Few keys points to be noted:
- Do your research before buying. Read reviews about company and products. There are several forums to check for company related complaints.
- Policy with no sub-limit for the basic hospitalization cover is considered better than a policy with too many frill. Because, such additional benefits are rarely used.
- Read the terms before buying. Not every expense is payable by insurers. Look for sub-limit, disease wise limits, exclusions, disease wise waiting periods, pre-existing disease waiting period among others. You may utilize service of various web aggregators (i.e., websites comparing policies) for this purpose. Terms are generally available on the company’s website.
- Premium rate shall not be the only distinguishing feature between policies. Do check whether you are comparing apples with apples or oranges! Read between the linesfor the covers you desire.
- Opt for Floater Cover(i.e., one sum insured covers entire family), as they are comparatively cheaper than individual cover (i.e., individual sum insured for each member) for the same total sum insured. But in case of a major claim from one member, the sum insured stand a chance of exhaustion. Products with reinstatement facility can help in such conditions.
- If any member has any chronic illness, take a separate policy for him/ her. Claims from the person may exhaust the floater sum insured.
- Cover parents under separate policy with individual sum insured, for the same reason stated above.
- In my opinion till 35 years old age of the eldest member family cover for 10 lacs shall be sufficient, provided the past family claims history is clear. The tradeoff shall be between affordability and necessity.
- If in any year the sum insured gets exhausted, enhance the same by at least 20% on renewal.

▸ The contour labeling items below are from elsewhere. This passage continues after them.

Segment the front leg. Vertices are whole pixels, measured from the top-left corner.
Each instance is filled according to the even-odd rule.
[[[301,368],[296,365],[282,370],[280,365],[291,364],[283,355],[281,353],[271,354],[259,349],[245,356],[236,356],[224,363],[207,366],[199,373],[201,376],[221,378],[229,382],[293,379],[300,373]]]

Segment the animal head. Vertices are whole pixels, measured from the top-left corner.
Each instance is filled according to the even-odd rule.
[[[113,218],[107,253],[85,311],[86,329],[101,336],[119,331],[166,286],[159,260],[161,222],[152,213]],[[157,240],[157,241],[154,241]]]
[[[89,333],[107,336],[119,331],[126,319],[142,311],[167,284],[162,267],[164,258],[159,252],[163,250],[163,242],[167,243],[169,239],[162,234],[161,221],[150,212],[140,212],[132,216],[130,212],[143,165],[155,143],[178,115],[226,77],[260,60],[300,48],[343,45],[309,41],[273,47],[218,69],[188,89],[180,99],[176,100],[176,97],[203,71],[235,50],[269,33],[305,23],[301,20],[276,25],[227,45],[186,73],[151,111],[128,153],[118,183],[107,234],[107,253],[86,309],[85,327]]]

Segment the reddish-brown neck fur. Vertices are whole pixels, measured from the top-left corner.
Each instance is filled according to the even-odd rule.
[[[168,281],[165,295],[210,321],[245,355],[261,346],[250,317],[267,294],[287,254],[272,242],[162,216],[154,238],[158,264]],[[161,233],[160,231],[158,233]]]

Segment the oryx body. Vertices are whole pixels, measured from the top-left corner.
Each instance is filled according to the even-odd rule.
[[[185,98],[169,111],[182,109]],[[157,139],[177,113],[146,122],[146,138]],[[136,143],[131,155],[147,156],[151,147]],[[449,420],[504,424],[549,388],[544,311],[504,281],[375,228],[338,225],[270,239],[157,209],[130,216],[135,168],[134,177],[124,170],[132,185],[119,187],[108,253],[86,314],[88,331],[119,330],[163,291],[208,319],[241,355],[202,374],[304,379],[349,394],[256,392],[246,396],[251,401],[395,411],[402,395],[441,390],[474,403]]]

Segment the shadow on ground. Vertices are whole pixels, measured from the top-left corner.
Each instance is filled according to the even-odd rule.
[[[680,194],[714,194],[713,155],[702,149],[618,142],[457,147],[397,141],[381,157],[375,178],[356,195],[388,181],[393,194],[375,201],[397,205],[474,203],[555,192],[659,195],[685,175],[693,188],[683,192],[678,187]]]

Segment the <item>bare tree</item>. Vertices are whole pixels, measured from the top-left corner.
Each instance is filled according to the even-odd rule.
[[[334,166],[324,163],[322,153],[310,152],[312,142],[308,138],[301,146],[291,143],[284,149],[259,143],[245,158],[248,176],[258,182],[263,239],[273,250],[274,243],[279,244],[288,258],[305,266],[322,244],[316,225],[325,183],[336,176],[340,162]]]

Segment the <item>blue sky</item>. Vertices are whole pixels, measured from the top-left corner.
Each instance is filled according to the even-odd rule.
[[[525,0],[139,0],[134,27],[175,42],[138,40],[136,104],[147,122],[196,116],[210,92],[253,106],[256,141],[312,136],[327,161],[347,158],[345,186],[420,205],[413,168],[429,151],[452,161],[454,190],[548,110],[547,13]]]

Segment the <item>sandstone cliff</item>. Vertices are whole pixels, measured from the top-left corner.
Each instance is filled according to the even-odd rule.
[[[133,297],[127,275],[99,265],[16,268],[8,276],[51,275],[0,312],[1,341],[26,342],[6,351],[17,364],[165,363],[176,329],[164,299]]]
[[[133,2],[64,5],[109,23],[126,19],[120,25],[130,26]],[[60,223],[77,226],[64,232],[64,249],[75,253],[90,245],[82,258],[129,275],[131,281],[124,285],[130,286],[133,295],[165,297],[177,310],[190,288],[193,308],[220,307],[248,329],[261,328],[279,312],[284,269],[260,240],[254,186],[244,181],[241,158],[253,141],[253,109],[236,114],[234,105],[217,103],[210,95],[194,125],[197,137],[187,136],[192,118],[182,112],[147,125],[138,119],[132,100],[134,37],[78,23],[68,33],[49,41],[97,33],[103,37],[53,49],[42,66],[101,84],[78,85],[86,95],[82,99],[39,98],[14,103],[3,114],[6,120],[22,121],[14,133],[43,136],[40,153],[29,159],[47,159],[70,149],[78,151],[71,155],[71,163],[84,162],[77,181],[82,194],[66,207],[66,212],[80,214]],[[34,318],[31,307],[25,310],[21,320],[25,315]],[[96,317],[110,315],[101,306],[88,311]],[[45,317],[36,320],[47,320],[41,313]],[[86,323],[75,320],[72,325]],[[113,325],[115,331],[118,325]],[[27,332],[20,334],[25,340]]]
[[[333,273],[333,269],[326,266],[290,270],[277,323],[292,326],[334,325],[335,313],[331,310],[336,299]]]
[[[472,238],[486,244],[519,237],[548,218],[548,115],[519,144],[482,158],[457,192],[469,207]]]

- Take Super Top Up policy(i.e., policy pays when the cumulative expenses of all hospitalisations in year curses a pre-determined amount)to cover the expenses on such years when the cumulative medical expenses crosses the sum insured of the base policy. Super Top Ups are cheaper than traditional indemnity policies. I shall discuss about them in a later post.
- Take a Critical Illness policycovering as many major illnesses as possible.I shall discuss about them in a later post.
- Increasing sum insured to exorbitant amount may not be required, as average health claim size in India is around 50,000 (as of 17-18). This depends on city of treatment (i.e., claim cost in Mumbai is more than Kolkata), treatment taken (i.e., cancer treatment is costlier than ulcer treatment)and can go up to several lacs. Family cover for 20-25 lac shall suffice for most cases, unless you wish to spend your hospital stay in luxury or go abroad for planned treatment.
This is just a guide. The idea is to start early to pay less. There are several product options available from over 30 general insurers in market. Life insurers can no longer offer indemnity hospitalization product, but only critical illness products.
Remember that, under Section 80D of the Income-tax Act the insured person who takes out the policy can claim for tax deductions up to ₹25,000 for self, spouse and dependent children and up to ₹30,000/- for parents.